Since in Equation (10.8) \(\gamma\) weakens the influence of the first and only Decision Tree, it is reasonable to assume that the related errors \((u_{1,i})\) still contain some systematic impacts on the outcome variable \(Y\). Therefore, we create a second Decision Tree \((D_2^{ecTree}(Obs_i))\) based on the predictor variables in the training dataset and the known errors from the first Decision Tree. These errors are known because we can calculate them as the difference between the known outcome values from the training dataset and the predictions from Equation (10.8):

\[\begin{equation} u_{1,i} =Y_i-\underbrace{\overline{Y}+\gamma D_1^{ecTree}(Obs_i)}_{\widehat{Y}_i} \quad\mbox{with: } 0<\gamma<1 \nonumber \end{equation}\]

After creating the second Decision Tree \((D_2^{ecTree}(Obs_i))\) to predict the errors from the first Decision Tree \((u_{1,i})\), the prediction equation for the outcome \(Y\) improves to:

\[\begin{equation} Y_i=\underbrace{\overline{Y}+\gamma D_1^{ecTree}(Obs_i)+\gamma D_2^{ecTree}(Obs_i)}_{\widehat{Y}_i}+u_{2,i} \quad\mbox{ with: } 0<\gamma<1 \nonumber \end{equation}\]

The errors from the prediction by the second Decision Tree \((u_{2,i})\) may still contain some systematic information, and since their values are known, we can use a third Decision Tree to integrate the systematic impacts from these errors, which leads to:

\[\begin{eqnarray} Y_i&=&\underbrace{\overline{Y}+\gamma D_1^{ecTree}(Obs_i)+\gamma D_2^{ecTree}(Obs_i)+\gamma D_3^{ecTree}(Obs_i)}_{\widehat{Y}_i}+u_{3,i} \nonumber \\ && \mbox{with: } 0<\gamma<1 \nonumber \\ && \nonumber \\ \widehat{Y}_i &=& \overline{Y}+\gamma D_1^{ecTree}(Obs_i)+\gamma D_2^{ecTree}(Obs_i)+\gamma D_3^{ecTree}(Obs_i) \tag{10.9} \\ && \mbox{with: } 0<\gamma<1 \nonumber \end{eqnarray}\]

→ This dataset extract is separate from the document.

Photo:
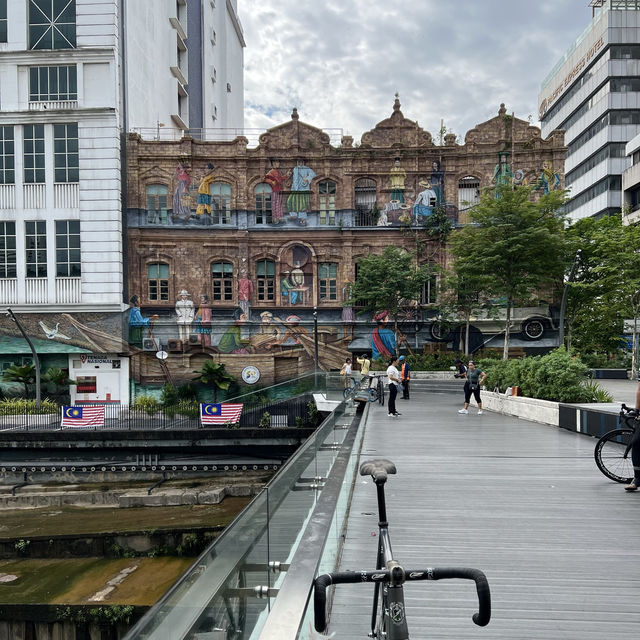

We stop here since we decided to use only three Decision Trees. In real-world applications, many more trees would be added. In fact, the number of Decision Trees to be added is a tuneable hyper-parameter for Gradient Boosting models.

Equation (10.9) can be used to predict the outcome \(Y_i\) for any observation \(i\) as long as the values for the predictor variables \((Obs_i)\) are known. For example, we could use the observations from a testing dataset to assess how well a Gradient Boosting model performs.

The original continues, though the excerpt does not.